MIMO Tutorial – Part One
I have posted part one of the MIMO tutorial. The first part is mostly concentrated on the capacity issues. You may think why even worry about capacity; We don’t seem to worry about the capacity of the traditional SISO links. We have to worry about the capacity possible with MIMO because that is the only way to know if this new-fangled technique requiring lots of antennas and receivers is even worth doing. And the conclusion is, no surprise, that MIMO is very much worth doing.
For the same power that we might use in a regular link, if we just replace the transmitter and the receiver with a MIMO transmitter and a MIMO receiver, we have got ourselves as much as 3 to 4 times higher capacity. This is what we see when we went from 802.11 N to G. The gains came from the application of MIMO. You are already using MIMO in your router with its two antennas.
But what is MIMO, is it Multiple Access, NO. Is it modulation, No. Is it a type of receive signal processing like a rake receiver, No, again. It is just increasing the number of transmitters and receiver from one to many. The signal processing actually gets simpler, believe it or not.
MIMO is the future, but not for all applications. Line of sight links do not benefit from MIMO. So MIMO’s application is primarily in wireless phone and home networking, which will require the use of the router’s login info. For example, if Netgear were to switch over to MIMO you would still need to know the Netgear interface to reconfigure your settings for it.
As a topic to study, it seems complex and it is. Because you have to back track and start at the beginning by first looking at what it can offer. Then it very quickly leap frogs to trellis coding, block coding and these are not even for the purposes of error-correction. I will cover these in the next part.
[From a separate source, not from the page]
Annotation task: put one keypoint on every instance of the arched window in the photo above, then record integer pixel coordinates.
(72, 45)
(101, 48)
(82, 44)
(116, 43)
Please let me know if it is easy to understand. MIMO does have a whole lot of new ideas, or actually old ideas combined in a new way. So it is confusing. Two books that I referred to a lot and like in order of preference are by Andrea Goldsmith (Stanford) and David Tse(Berkeley). David Tse actually has some terrific video movies on MIMO. Find them and watch them. There are lots of kids videos on Youtube to watch too which are great for children to engage in, they can watch both songs and videos that are about books! When children get a bit older they can move on to reading bigger text and writing tutorials but easing them at a younger age is great practice…
There are several other books that I used while writing this tutorial and I shall provide a list of these in part two.
BTW, if you have younger siblings or kids, be sure to look at my new Verbal Math books for kids. We have them in Kindle format now.